Salt residents then chose local yellow sandstone – its soft texture easy to carve into curves, domes, arched windows, Corinthian columns, flowers, and other designs – for this new urban blend of East and West.

Shortly thereafter, all buildings and shops took on this new architectural style, transforming Salt into a golden town of arches, columns, and domes that would be at home in Italy or Istanbul.

Buildings were erected in close proximity: The Great Mosque and the Anglican Church share a stairway; the Latin Church and the smaller mosque are meters apart.

Taylor Luck
At the St. George Church in Salt, Jordan, Muslims and Christians alike light candles and leave messages and prayers on a site where St. George is believed to have appeared hundreds of years ago.

Most of these buildings – around 650 houses, shops, mosques, churches, schools, guesthouses, banks – remain that way today, unchanged from Salt’s 19th-century glory years.

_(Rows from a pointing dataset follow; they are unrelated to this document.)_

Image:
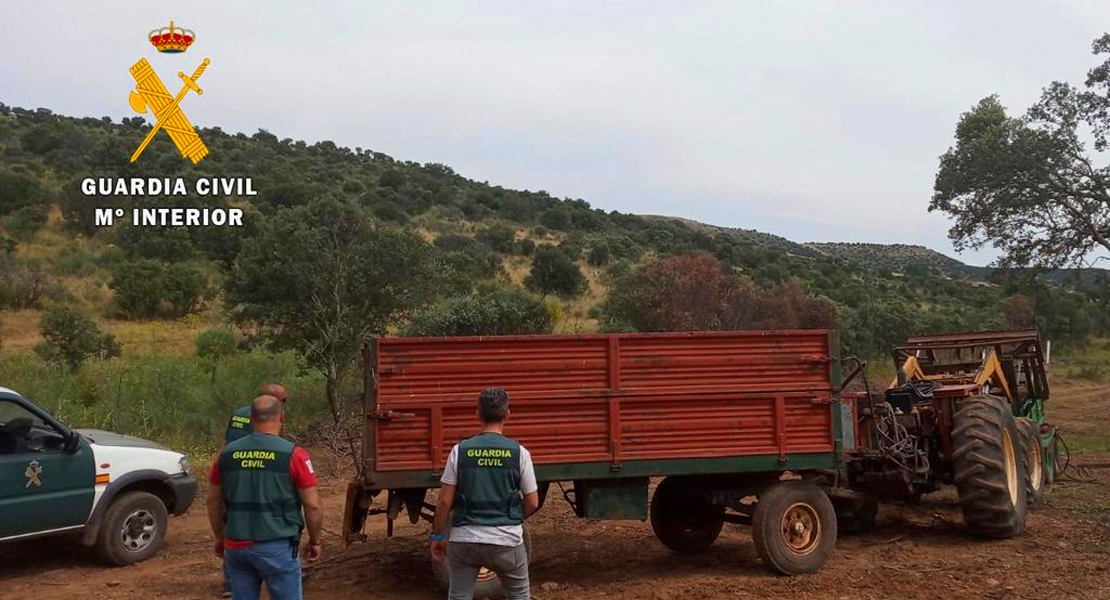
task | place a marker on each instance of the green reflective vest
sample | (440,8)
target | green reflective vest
(488,488)
(258,489)
(239,426)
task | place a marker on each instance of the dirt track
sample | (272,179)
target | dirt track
(917,552)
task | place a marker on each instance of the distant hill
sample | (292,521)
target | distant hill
(898,257)
(752,237)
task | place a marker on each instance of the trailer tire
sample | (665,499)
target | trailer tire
(989,467)
(684,520)
(1036,474)
(794,527)
(487,586)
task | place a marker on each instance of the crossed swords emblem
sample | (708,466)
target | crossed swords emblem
(32,473)
(167,109)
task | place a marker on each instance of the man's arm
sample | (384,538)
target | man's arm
(530,489)
(304,479)
(215,515)
(442,520)
(443,506)
(313,516)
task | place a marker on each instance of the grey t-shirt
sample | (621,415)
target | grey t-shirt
(508,535)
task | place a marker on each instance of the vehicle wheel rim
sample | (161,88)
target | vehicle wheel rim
(138,530)
(1036,465)
(800,528)
(1011,467)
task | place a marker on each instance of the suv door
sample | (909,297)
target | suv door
(43,485)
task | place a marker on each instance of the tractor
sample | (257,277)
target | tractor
(964,409)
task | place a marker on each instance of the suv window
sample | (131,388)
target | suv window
(23,431)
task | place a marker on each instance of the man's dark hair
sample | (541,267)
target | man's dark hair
(493,405)
(265,408)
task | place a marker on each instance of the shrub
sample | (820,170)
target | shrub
(500,237)
(145,288)
(26,284)
(498,312)
(553,272)
(525,247)
(598,254)
(694,292)
(70,336)
(215,344)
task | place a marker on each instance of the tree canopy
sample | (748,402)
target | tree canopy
(1030,185)
(321,278)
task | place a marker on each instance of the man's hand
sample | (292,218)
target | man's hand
(440,549)
(312,551)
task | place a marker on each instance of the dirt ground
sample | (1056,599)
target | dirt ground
(917,552)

Multiple projects by the Japan International Cooperation Agency and U.S. Agency for International Development have aided in their restoration and encouraged a new generation to enter the tourism industry.

A hit with Jordanians

Since UNESCO’s announcement, hundreds of Jordanians have flocked to Salt – many of them visiting for the first time – to walk through its historic souk, or marketplace, and along its carefully marked out heritage trails.

Salt residents see this budding tourism as an extension of their traditional hospitality.

“Here, all that matters is how you treat others and that you are a good neighbor, not where you come from. Visitors really respond to this,” says Nagat Hyari, who has volunteered as a tour guide since 2015.

While history is an important window to the past, Salt residents say there is plenty on offer in the present.

“Archaeological sites and monuments are important, but here in Salt we also offer something unique – an intangible living heritage that is being practiced, protected, and shared with anyone who visits,” says Khaldoun Khreisat, director of the Salt Development Corporation, which renovates historic buildings and supports heritage-based projects.

“You can view heritage, but here you can live the harmony.”